薛延已经记不清自己出京去塞外时的场景了,那个时候的钟泊雅只有十三岁,还是虚岁。他生辰小,不几个月就多了一岁。他随着蒋成大将军出塞外时,他已有十六岁,那个年纪在京城中的富家子弟多数已经娶妻生子了。

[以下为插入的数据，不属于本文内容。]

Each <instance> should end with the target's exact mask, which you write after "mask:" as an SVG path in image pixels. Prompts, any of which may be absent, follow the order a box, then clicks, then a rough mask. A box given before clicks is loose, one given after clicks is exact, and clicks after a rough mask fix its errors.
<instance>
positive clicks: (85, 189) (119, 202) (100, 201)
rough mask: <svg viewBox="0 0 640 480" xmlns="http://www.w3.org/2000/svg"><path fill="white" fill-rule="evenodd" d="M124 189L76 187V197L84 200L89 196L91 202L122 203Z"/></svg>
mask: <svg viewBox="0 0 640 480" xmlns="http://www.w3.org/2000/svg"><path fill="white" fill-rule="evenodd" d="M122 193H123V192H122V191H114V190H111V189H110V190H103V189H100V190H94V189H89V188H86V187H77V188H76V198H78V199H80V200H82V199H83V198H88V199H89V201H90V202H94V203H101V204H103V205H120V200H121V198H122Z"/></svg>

薛延枕着胳膊想着自己还没离京时候的事情,只觉得怀念。这十年来他在塞外,没仗打的时候,总要把这些温馨的小事拿出来嚼一嚼。而钟泊雅在他的反复回忆之中,变得越来越美好。

现在乍一见到真人,真真是不一样了。

牙儿小子已经长大成了大陈的男子汉了。

薛延望着头上从房梁,笑得有点无奈又有点惋惜。

小时候的钟泊雅虽然是个孩子,但皇子毕竟是皇子,从不会像个寻常孩子一样到处乱疯。

他跟在薛延的身后,薛延上树下水,他只会跟在薛延身后,怯弱弱的看着他,从来不敢和他一起,怕看管他的嬷嬷知道会教训他。

他在宫中的日子不好过,那些奴才向来看人下菜,如果不是薛延护着,将那些奴才都教训了个遍,也不知道钟泊雅能不能长这么大。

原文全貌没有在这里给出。